DETAILED DESCRIPTION OF THE INVENTION

With reference to FIGS. 1 through 6, an exemplary embodiment of the system for estimating tire mileage tire of the present invention is indicated at 10. With particular reference to FIG. 1, the system 10 forecasts replacement of each tire 12 supporting a vehicle 14. The position of each tire 12 on the vehicle 14 shall be referred to herein by way of example as front left position 12a, front right position 12b (FIG. 4), rear left position 12c, and rear right position 12d. While the vehicle 14 is depicted as a passenger car, the invention is not to be so restricted. The principles of the invention find application in other vehicle categories, such as commercial trucks, in which vehicles may be supported by more or fewer tires than those shown in FIG. 1.


The tires 12 are of conventional construction, and each tire is mounted on a respective wheel 16 as known to those skilled in the art.
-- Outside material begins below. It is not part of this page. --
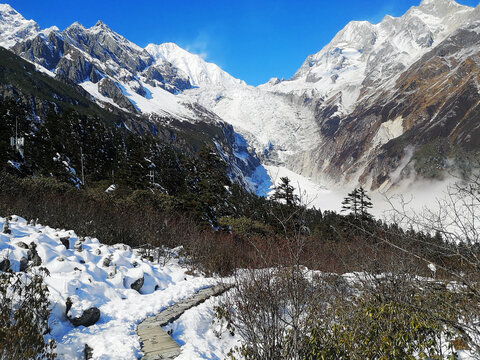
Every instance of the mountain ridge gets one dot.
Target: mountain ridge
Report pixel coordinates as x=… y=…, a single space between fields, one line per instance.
x=304 y=123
Each tire 12 includes a pair of sidewalls 18 that extend to a circumferential tread 20, which wears with age from road abrasion. An innerliner 22 is disposed on the inner surface of the tire 12, and when the tire is mounted on the wheel 16, an internal cavity 24 is formed, which is filled with a pressurized fluid, such as air.
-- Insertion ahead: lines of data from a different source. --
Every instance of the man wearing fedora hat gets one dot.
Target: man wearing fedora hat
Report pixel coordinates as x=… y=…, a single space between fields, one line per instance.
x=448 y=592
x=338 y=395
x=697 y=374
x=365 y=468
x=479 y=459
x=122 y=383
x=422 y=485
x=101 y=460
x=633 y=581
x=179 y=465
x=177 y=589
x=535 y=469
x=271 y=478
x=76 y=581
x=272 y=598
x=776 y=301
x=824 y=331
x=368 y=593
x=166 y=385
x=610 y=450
A tire sensor unit 26 may be attached to the innerliner 22 of each tire 12 by means such as an adhesive, and measures certain parameters or conditions of the tire, such as tire pressure and/or tire temperature, and may be of any known configuration. It is to be understood that the tire sensor unit 26 may be attached in such a manner, or to other components of the tire 12, such as on or in one of the sidewalls 18, on or in the tread 20, and/or on the wheel 16. The tire sensor unit 26 preferably also includes electronic memory capacity for storing identification (ID) information for each tire 12, known as tire ID information.


Turning to FIG. 2, aspects of the system for estimating tire mileage 10 preferably are executed on a processor 28. The processor 28 enables input of parameters and execution of specific techniques, to be described below, which are stored in a suitable storage medium and are in electronic communication with the processor. The processor 28 may be mounted on the vehicle 14, may be in communication with an electronic control system 30 of the vehicle, such as the vehicle CAN bus system, and/or may be a remote processor in a cloud-based server 32.


Wireless transmission means 34, such as an antenna, may wirelessly send data from sensors that are in electronic communication with the vehicle electronic control system 30 to the processor 28. Output from the system 10 may be wirelessly transmitted by an antenna 36 from the processor 28 to a display or controller device 38 and/or to the electronic control system 30 of the vehicle 14. By way of example, the device 38 may include a device that is accessible to a user of the vehicle 14 or a technician for the vehicle, such as a smartphone, and/or a device that is accessible to a fleet manager, such as a computer.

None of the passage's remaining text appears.